Persian Causality Corpus (PerCause) and the Causality Detection Benchmark
This work addresses the problem of causality detection in low-resource languages like Persian, providing a new corpus and benchmark, but it is incremental as it applies existing methods to a new dataset.
The authors tackled the challenge of recognizing causal elements and relations in Persian text by creating a human-annotated corpus with 4446 sentences and 5128 causal relations, and used it to train systems for detection, achieving an F-measure of 0.76 with CRF and 91.4% accuracy with Bi-LSTM-CRF.
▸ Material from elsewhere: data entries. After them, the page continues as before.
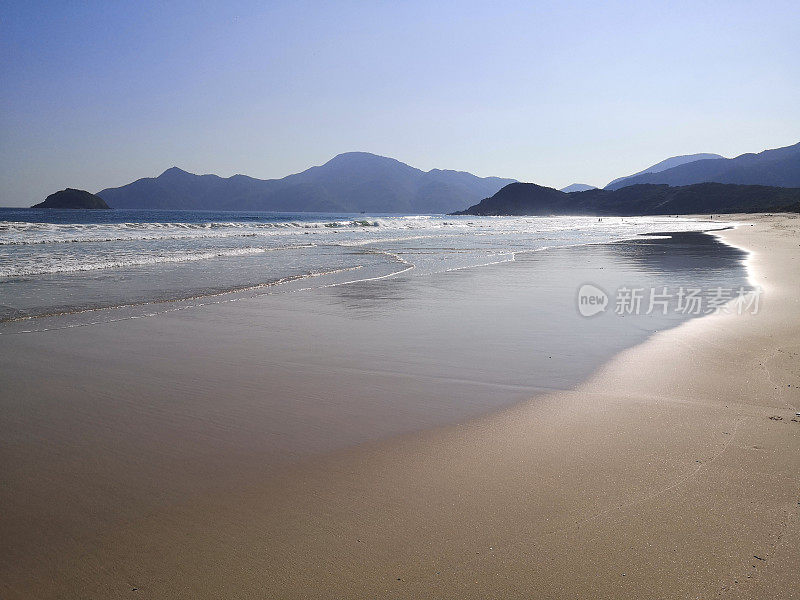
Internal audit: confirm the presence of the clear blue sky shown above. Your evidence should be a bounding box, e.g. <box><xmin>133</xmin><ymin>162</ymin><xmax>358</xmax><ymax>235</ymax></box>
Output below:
<box><xmin>1</xmin><ymin>0</ymin><xmax>798</xmax><ymax>206</ymax></box>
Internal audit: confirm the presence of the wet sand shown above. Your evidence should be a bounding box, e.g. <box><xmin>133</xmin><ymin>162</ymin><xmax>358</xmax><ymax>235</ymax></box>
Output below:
<box><xmin>1</xmin><ymin>215</ymin><xmax>798</xmax><ymax>598</ymax></box>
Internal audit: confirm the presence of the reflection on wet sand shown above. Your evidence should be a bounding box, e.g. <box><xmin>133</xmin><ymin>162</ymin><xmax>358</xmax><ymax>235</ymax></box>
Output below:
<box><xmin>0</xmin><ymin>229</ymin><xmax>755</xmax><ymax>599</ymax></box>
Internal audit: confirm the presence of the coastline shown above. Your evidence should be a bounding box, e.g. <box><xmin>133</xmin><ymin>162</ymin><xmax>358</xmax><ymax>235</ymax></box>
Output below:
<box><xmin>252</xmin><ymin>213</ymin><xmax>796</xmax><ymax>599</ymax></box>
<box><xmin>228</xmin><ymin>214</ymin><xmax>798</xmax><ymax>599</ymax></box>
<box><xmin>0</xmin><ymin>214</ymin><xmax>797</xmax><ymax>598</ymax></box>
<box><xmin>175</xmin><ymin>214</ymin><xmax>796</xmax><ymax>599</ymax></box>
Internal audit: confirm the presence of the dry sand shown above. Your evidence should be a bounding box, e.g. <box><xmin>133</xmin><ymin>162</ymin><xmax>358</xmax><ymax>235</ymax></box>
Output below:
<box><xmin>1</xmin><ymin>214</ymin><xmax>798</xmax><ymax>599</ymax></box>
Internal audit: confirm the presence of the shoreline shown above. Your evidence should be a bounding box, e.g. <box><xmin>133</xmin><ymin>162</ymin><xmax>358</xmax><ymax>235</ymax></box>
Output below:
<box><xmin>279</xmin><ymin>213</ymin><xmax>795</xmax><ymax>599</ymax></box>
<box><xmin>187</xmin><ymin>214</ymin><xmax>794</xmax><ymax>599</ymax></box>
<box><xmin>1</xmin><ymin>214</ymin><xmax>797</xmax><ymax>598</ymax></box>
<box><xmin>140</xmin><ymin>215</ymin><xmax>797</xmax><ymax>597</ymax></box>
<box><xmin>0</xmin><ymin>214</ymin><xmax>723</xmax><ymax>328</ymax></box>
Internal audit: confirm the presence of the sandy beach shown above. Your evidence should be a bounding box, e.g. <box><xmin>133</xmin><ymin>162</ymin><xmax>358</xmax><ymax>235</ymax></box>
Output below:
<box><xmin>1</xmin><ymin>214</ymin><xmax>798</xmax><ymax>599</ymax></box>
<box><xmin>4</xmin><ymin>3</ymin><xmax>798</xmax><ymax>598</ymax></box>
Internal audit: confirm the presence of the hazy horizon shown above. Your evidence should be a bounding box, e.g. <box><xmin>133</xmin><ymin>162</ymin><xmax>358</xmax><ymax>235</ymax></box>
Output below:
<box><xmin>2</xmin><ymin>1</ymin><xmax>799</xmax><ymax>207</ymax></box>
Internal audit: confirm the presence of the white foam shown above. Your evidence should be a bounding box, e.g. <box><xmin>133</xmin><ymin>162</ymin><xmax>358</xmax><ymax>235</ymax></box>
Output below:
<box><xmin>0</xmin><ymin>214</ymin><xmax>734</xmax><ymax>281</ymax></box>
<box><xmin>0</xmin><ymin>243</ymin><xmax>317</xmax><ymax>277</ymax></box>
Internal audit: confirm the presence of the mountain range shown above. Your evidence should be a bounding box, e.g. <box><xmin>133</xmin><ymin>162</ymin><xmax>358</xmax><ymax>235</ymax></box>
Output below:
<box><xmin>97</xmin><ymin>152</ymin><xmax>516</xmax><ymax>214</ymax></box>
<box><xmin>453</xmin><ymin>182</ymin><xmax>800</xmax><ymax>217</ymax></box>
<box><xmin>35</xmin><ymin>140</ymin><xmax>800</xmax><ymax>215</ymax></box>
<box><xmin>604</xmin><ymin>143</ymin><xmax>800</xmax><ymax>190</ymax></box>
<box><xmin>456</xmin><ymin>141</ymin><xmax>800</xmax><ymax>216</ymax></box>
<box><xmin>605</xmin><ymin>153</ymin><xmax>723</xmax><ymax>189</ymax></box>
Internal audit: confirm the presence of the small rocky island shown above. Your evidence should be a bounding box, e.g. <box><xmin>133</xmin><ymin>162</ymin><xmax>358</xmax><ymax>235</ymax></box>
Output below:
<box><xmin>32</xmin><ymin>188</ymin><xmax>110</xmax><ymax>209</ymax></box>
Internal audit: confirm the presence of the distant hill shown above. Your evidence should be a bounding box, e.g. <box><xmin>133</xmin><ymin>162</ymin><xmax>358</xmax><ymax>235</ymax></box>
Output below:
<box><xmin>605</xmin><ymin>142</ymin><xmax>800</xmax><ymax>190</ymax></box>
<box><xmin>32</xmin><ymin>188</ymin><xmax>110</xmax><ymax>209</ymax></box>
<box><xmin>560</xmin><ymin>183</ymin><xmax>597</xmax><ymax>193</ymax></box>
<box><xmin>97</xmin><ymin>153</ymin><xmax>516</xmax><ymax>214</ymax></box>
<box><xmin>606</xmin><ymin>153</ymin><xmax>723</xmax><ymax>190</ymax></box>
<box><xmin>453</xmin><ymin>182</ymin><xmax>800</xmax><ymax>216</ymax></box>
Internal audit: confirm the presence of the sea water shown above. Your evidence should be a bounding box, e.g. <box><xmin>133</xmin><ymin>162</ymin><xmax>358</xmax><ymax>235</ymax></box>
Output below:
<box><xmin>0</xmin><ymin>208</ymin><xmax>737</xmax><ymax>323</ymax></box>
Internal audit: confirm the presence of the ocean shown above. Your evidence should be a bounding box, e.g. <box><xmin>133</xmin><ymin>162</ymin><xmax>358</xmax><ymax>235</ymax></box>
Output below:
<box><xmin>0</xmin><ymin>208</ymin><xmax>740</xmax><ymax>326</ymax></box>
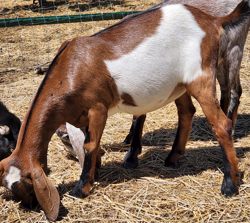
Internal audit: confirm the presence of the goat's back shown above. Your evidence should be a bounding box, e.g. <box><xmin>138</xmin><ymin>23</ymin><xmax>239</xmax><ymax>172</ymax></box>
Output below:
<box><xmin>166</xmin><ymin>0</ymin><xmax>241</xmax><ymax>16</ymax></box>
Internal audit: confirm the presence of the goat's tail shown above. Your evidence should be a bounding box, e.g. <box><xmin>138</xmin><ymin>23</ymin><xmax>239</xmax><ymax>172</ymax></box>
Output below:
<box><xmin>219</xmin><ymin>0</ymin><xmax>250</xmax><ymax>28</ymax></box>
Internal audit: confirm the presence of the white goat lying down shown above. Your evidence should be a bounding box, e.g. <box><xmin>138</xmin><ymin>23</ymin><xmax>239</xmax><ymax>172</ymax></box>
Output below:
<box><xmin>0</xmin><ymin>1</ymin><xmax>249</xmax><ymax>221</ymax></box>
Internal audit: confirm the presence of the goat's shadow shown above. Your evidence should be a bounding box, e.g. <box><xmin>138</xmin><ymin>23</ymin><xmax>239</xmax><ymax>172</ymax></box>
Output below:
<box><xmin>60</xmin><ymin>145</ymin><xmax>250</xmax><ymax>192</ymax></box>
<box><xmin>141</xmin><ymin>114</ymin><xmax>250</xmax><ymax>146</ymax></box>
<box><xmin>61</xmin><ymin>113</ymin><xmax>250</xmax><ymax>188</ymax></box>
<box><xmin>101</xmin><ymin>146</ymin><xmax>250</xmax><ymax>184</ymax></box>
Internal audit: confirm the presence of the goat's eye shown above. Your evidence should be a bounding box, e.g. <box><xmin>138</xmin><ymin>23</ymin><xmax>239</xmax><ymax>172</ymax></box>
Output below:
<box><xmin>61</xmin><ymin>133</ymin><xmax>69</xmax><ymax>141</ymax></box>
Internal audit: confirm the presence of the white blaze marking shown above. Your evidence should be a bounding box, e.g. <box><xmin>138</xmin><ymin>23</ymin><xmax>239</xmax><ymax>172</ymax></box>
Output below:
<box><xmin>105</xmin><ymin>4</ymin><xmax>205</xmax><ymax>115</ymax></box>
<box><xmin>5</xmin><ymin>166</ymin><xmax>21</xmax><ymax>189</ymax></box>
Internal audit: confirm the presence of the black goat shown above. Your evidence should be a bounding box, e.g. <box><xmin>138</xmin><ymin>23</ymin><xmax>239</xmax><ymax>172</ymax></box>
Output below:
<box><xmin>0</xmin><ymin>101</ymin><xmax>21</xmax><ymax>160</ymax></box>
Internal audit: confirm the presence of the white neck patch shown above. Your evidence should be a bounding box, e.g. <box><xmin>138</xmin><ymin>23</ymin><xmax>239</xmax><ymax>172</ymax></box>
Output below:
<box><xmin>5</xmin><ymin>166</ymin><xmax>21</xmax><ymax>189</ymax></box>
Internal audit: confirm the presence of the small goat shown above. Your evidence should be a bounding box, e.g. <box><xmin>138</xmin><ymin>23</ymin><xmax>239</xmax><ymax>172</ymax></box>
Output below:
<box><xmin>0</xmin><ymin>101</ymin><xmax>21</xmax><ymax>160</ymax></box>
<box><xmin>123</xmin><ymin>0</ymin><xmax>250</xmax><ymax>169</ymax></box>
<box><xmin>0</xmin><ymin>1</ymin><xmax>249</xmax><ymax>220</ymax></box>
Recognizing causal elements and causal relations in text is one of the challenging issues in natural language processing; specifically, in low resource languages such as Persian. In this research we prepare a causality human annotated corpus for the Persian language which consists of 4446 sentences and 5128 causal relations and three labels of cause, effect and causal mark -- if possibl -- are specified for each relation. We have used this corpus to train a system for detecting causal elements boundaries. Also, we present a causality detection benchmark for three machine learning methods and two deep learning systems based on this corpus. Performance evaluations indicate that our best total result is obtained through CRF classifier which has F-measure of 0.76 and the best accuracy obtained through Bi-LSTM-CRF deep learning method with Accuracy equal to %91.4.